Escrow services minimize transaction risks for all parties. Rather than the buyer simply paying the seller, the funds are placed into an escrow account, which is in the control of a neutral third party, explains The Balance. This neutral third party then supervises the transaction. Once all duties required by the sales contract are fulfilled, the third party releases the funds to the seller. Should obligations not be fulfilled, the sale is cancelled and the funds returned to the buyer.

 

When buyers and sellers agree to a transaction, they form a contract, whether that contract is written formally or verbally agreed upon. The contract always involves a monetary price for specified goods. In more complex transactions, the contract also involves additional actions that both parties must perform for the sale to be finalized.

 

Real estate transactions are the most common example of complex transactions that use escrow. Generally, the buyer must place earnest money into an escrow account in order for the seller to remove the property from the market. A sales contract is signed. If buyers fulfill all of their contractual obligations, the earnest money is applied to the sales price. If buyers refuse to complete their obligations, their earnest money is forfeited to the seller in compensation for the time the property was off the market. The buyer is also protected from an unscrupulous seller, who without escrow might cancel the sale and keep the earnest money.

 

Online purchases often use an escrow process for much less complex transactions. There may be no formal sales contract. The buyer and seller simply agreed that the seller would deliver the goods in exchange for a price. Since the buyer and seller are often unknown to each other, how are they to trust one another?

 

Using an escrow service provides the solution. The buyer places funds in the escrow account. The seller is then comfortable shipping the goods. This protects buyers from scam artists who could abscond with their funds and never send the product.
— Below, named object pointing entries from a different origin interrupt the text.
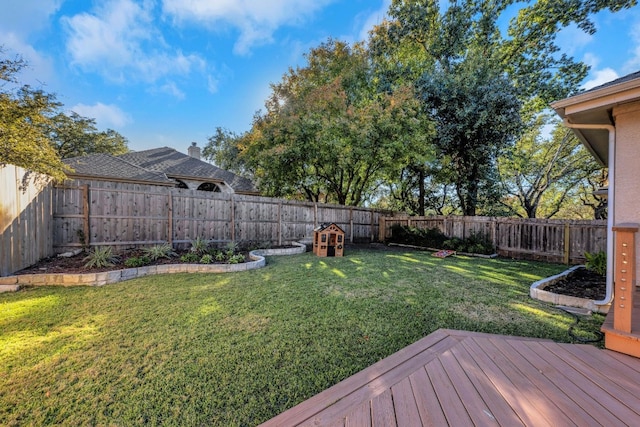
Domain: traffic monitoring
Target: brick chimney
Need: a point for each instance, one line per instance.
(194, 150)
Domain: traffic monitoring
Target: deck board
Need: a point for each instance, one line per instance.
(460, 378)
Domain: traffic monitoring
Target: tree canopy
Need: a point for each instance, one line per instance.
(36, 135)
(328, 134)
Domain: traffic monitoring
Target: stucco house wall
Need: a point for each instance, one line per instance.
(627, 169)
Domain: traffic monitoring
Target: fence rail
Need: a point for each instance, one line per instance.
(25, 219)
(563, 241)
(98, 213)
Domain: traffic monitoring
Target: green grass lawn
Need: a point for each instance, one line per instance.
(237, 349)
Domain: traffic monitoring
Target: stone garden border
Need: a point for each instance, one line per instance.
(13, 283)
(537, 291)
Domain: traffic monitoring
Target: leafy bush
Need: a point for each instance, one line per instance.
(136, 261)
(159, 251)
(199, 246)
(206, 259)
(190, 257)
(597, 262)
(100, 257)
(236, 259)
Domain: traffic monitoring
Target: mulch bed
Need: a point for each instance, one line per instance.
(75, 264)
(581, 283)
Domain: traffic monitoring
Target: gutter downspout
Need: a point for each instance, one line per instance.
(610, 201)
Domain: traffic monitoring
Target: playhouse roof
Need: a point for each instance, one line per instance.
(326, 225)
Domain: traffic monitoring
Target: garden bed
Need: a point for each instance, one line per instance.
(70, 271)
(575, 287)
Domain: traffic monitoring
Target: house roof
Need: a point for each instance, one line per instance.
(108, 166)
(595, 107)
(324, 226)
(179, 165)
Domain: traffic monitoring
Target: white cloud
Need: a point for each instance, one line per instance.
(107, 116)
(571, 39)
(120, 42)
(172, 89)
(26, 16)
(600, 77)
(212, 84)
(39, 69)
(256, 20)
(633, 64)
(374, 19)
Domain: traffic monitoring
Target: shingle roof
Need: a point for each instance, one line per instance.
(106, 165)
(176, 164)
(622, 79)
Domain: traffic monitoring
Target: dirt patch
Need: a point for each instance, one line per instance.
(75, 264)
(581, 283)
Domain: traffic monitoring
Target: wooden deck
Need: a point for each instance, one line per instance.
(627, 343)
(463, 378)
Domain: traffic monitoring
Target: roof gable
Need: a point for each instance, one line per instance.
(176, 164)
(108, 166)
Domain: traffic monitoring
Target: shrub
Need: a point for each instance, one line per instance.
(100, 257)
(159, 251)
(597, 262)
(190, 257)
(236, 259)
(433, 238)
(136, 261)
(199, 246)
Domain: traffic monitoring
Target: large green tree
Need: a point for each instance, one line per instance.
(328, 134)
(427, 40)
(544, 172)
(25, 114)
(73, 135)
(36, 135)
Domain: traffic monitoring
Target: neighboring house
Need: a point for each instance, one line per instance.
(607, 121)
(161, 166)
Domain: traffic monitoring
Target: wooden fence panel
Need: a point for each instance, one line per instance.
(25, 219)
(126, 215)
(539, 239)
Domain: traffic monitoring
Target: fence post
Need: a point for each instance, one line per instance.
(279, 223)
(567, 243)
(372, 232)
(382, 229)
(351, 224)
(170, 217)
(85, 215)
(233, 219)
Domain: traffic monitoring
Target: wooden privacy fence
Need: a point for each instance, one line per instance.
(25, 219)
(98, 213)
(539, 239)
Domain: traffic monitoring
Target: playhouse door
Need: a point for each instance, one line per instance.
(331, 250)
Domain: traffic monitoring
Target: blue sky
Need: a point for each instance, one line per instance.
(168, 72)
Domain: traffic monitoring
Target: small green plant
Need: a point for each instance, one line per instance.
(596, 262)
(83, 240)
(190, 257)
(232, 247)
(236, 259)
(100, 257)
(199, 246)
(159, 251)
(135, 261)
(206, 259)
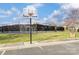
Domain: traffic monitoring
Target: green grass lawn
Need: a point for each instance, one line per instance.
(41, 36)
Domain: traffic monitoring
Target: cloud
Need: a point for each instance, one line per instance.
(70, 5)
(5, 12)
(37, 5)
(3, 16)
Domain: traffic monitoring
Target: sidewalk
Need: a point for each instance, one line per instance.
(22, 45)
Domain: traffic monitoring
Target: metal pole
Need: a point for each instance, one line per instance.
(30, 30)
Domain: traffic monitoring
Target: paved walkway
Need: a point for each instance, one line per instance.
(22, 45)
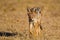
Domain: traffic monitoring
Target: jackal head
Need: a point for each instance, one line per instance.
(33, 13)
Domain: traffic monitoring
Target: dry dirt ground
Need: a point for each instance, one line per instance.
(13, 18)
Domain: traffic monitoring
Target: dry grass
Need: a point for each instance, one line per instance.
(13, 18)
It also protects sellers from dishonest buyers who receive the product and then never send payment.

 

Escrow accounts are often used for ongoing obligations, such as payment of property taxes. Mortgage companies require mortgagees to pay a share of their annual property tax into an escrow account each month, generally as part of their monthly mortgage payment. This protects the bank and the borrower against the borrower defaulting on the taxes, in which case the taxing authority would seize the property. Such an action would cause substantial financial losses for both the bank and borrower.